Le pari des milléniaux
Ils sont là, les 20-35 ans, armés d’une appli de paiement et d’un goût pour le « instantané ». Ils misent sur le digital, la durabilité, le fast‑fashion qui pue la fake‑green. Pourquoi ? Le temps, le budget, la pression sociale. Vous voyez le tableau : un clic, une story, un achat qui se fait avant même que le café ne refroidisse.
Les baby‑boomers, la résistance du réel
Ils achètent encore en magasin, ils veulent toucher, sentir, tester. Leur pari : la confiance en la marque, la loyauté, le service après‑vente qui ne se contente pas d’un chatbot. Pourquoi ? La peur du risque, la valeur du contact humain, le besoin de sécurité financière.
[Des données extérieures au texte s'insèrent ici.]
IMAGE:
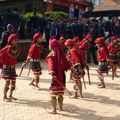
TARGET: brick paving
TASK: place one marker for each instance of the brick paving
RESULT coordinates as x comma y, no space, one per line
97,104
En somme, ils misent sur le tangible, le pérenne.
Les Gen‑Z, les cryptos et le métavers
Les jeunes de moins de 25 ans ne parlent plus d’achat, mais de collection. NFT, jetons, expériences virtuelles. Le pari : la rareté numérique, la possibilité de revendre en blockchain. And here is why. L’addiction à la nouveauté, le désir de se démarquer dans un océan d’influenceurs. Le métavers? Une vitrine sans frontières pour leurs désirs toujours plus fous.
Le consommateur hybride
Un mixe, un hybride, un caméléon. Il commence sur Instagram, passe par le site, récupère le produit en drive. Son pari : la fluidité, la cohérence omnicanale. Pourquoi ? Parce que chaque point de contact doit être une promesse tenue, sinon le client saute à la concurrence. C’est la logique du “click‑and‑collect” qui domine les chiffres.
L’impact du contexte économique
Inflation galopante, énergie qui grimpe, pouvoir d’achat qui dégringole. Le pari : la recherche d’options à bas coût, la montée du “DIY” (fait‑soi‑même). Par ailleurs, les promotions flash et les programmes de fidélité deviennent des armes de guerre. Vous voyez le schéma : chaque euro économisé compte, chaque avantage différencie.
Le facteur émotionnel
Le marketing sensoriel, le storytelling qui fait vibrer, les expériences qui laissent une empreinte. Le pari : l’émotion avant le produit. Pourquoi ? Les études montrent que les souvenirs affectifs poussent à répéter l’achat. L’émotion, c’est la monnaie de demain, tout le reste n’est que transaction.
Action immédiate
Analysez votre clientèle, identifiez le segment qui mise le plus, puis concentrez vos campagnes sur le levier émotion‑digital qui fait mouche. parihippiquefr.com Vous avez le tempo, maintenant mettez‑le en pratique.